August Robert Alfred Birlem
- Born: 10 January 1888
- Died: 13 April 1956 (aged 68)
- Other occupation: Football player

Domestic
- Years: League / Role
- 1927–1935: German league / Referee

International
- Years: League / Role
- 1936–1939: FIFA-listed / Referee

= Alfred Birlem =

German association football player and referee (1888–1956)

August Robert Alfred Birlem (10 January 1888 – 13 April 1956) was a German football player and referee, known for officiating in high-profile international tournaments during the 1930s.

== Playing career ==
Born in Berlin, Germany, Birlem began his football career as a player. He played for various clubs in Berlin, including Union 92, Berliner SC, and Viktoria 89. During his playing career, Birlem represented Berlin city in regional competitions, making nine appearances.

== Refereeing career ==
After his time as a player, Birlem transitioned to refereeing, where he became notable for his role in several international and domestic matches.
===International===

- 1934 FIFA World Cup: Birlem officiated the first-round match between Spain and Brazil, in which Spain won 3–1. He also served as an assistant referee in the Austria vs. Hungary quarterfinal match.
- 1936 Summer Olympics: Birlem was the referee for the bronze medal match between Norway and Poland, which ended in a 3–2 victory for Norway.
- 1938 FIFA World Cup: He officiated the replay of the Cuba vs. Romania first-round match, where Cuba emerged victorious 2–1. Birlem also served as an assistant referee for the France vs.

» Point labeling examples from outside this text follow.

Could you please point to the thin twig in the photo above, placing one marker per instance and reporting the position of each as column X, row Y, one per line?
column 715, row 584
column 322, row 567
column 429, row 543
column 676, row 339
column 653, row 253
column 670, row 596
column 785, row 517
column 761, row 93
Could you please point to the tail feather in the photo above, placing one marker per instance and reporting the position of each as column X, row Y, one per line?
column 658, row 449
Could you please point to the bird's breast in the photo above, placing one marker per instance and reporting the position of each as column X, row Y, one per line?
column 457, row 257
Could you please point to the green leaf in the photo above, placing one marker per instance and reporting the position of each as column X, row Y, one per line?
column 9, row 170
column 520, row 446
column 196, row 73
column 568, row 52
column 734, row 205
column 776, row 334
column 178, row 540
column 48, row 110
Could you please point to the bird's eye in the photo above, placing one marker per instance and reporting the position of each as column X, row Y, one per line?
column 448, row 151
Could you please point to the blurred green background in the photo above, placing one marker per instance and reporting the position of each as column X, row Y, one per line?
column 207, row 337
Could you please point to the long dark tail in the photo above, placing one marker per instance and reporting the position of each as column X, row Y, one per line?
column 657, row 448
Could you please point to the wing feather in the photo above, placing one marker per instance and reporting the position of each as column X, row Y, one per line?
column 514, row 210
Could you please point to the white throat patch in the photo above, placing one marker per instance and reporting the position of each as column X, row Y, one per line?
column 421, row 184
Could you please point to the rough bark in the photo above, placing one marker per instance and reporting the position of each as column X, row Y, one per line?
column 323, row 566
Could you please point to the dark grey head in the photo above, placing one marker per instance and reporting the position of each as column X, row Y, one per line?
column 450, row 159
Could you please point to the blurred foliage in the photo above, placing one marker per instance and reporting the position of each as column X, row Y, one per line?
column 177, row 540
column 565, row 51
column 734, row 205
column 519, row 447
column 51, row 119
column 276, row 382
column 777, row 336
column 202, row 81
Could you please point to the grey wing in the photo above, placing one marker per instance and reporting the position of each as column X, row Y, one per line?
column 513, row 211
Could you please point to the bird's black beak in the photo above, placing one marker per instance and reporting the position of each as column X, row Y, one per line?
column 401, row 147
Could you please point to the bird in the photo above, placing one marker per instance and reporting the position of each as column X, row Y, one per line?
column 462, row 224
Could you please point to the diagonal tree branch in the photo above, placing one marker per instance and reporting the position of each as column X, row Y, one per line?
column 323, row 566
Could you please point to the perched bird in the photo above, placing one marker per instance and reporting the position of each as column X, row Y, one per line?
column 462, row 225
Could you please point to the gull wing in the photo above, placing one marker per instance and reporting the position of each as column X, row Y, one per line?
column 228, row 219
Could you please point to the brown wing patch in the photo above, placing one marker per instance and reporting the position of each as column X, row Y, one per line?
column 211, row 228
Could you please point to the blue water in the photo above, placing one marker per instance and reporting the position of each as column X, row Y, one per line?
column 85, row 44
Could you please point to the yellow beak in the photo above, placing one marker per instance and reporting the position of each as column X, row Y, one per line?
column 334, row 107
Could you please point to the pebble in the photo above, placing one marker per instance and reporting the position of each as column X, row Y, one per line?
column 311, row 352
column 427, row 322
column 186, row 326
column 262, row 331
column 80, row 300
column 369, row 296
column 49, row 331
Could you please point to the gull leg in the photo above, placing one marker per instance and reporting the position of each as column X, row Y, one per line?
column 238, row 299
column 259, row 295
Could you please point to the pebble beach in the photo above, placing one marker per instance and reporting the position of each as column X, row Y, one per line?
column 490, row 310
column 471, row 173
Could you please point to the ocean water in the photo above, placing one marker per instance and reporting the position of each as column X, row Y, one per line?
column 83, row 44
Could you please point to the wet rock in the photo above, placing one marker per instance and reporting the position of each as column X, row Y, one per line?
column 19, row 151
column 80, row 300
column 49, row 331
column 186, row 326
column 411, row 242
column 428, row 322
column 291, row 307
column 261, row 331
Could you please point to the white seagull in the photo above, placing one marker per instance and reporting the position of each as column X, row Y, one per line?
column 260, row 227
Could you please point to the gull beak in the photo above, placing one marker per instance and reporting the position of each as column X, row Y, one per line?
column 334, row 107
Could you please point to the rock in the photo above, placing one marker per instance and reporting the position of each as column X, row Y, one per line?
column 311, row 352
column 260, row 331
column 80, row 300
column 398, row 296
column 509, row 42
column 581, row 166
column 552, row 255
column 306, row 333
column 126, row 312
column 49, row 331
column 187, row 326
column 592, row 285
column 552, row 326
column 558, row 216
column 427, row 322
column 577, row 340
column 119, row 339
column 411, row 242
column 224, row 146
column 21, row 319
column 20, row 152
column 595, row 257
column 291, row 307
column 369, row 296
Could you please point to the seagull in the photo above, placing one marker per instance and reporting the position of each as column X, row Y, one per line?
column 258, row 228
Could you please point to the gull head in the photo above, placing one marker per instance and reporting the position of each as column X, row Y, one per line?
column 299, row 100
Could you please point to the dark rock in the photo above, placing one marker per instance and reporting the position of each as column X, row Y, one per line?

Belgium match.
During his international refereeing career, Birlem officiated in 21 matches between 1927 and 1939.

=== Domestic ===
Birlem also played an instrumental role in German football, officiating numerous key matches in national competitions:

- German Championship Finals: He refereed the 1932 final between FC Bayern Munich and Eintracht Frankfurt, as well as the 1933 final between Fortuna Düsseldorf and FC Schalke 04.
- Tschammerpokal Final: In 1935, Birlem officiated the inaugural German Cup final between 1. FC Nürnberg and FC Schalke 04.

== Administrative career ==
After retiring from refereeing, Birlem continued to contribute to football through administrative roles. In 1951, he was appointed director of the sports school for the Verband Berliner Ballspielvereine (VBB) at Kleiner Wannsee, aiming to develop future football talent in Berlin.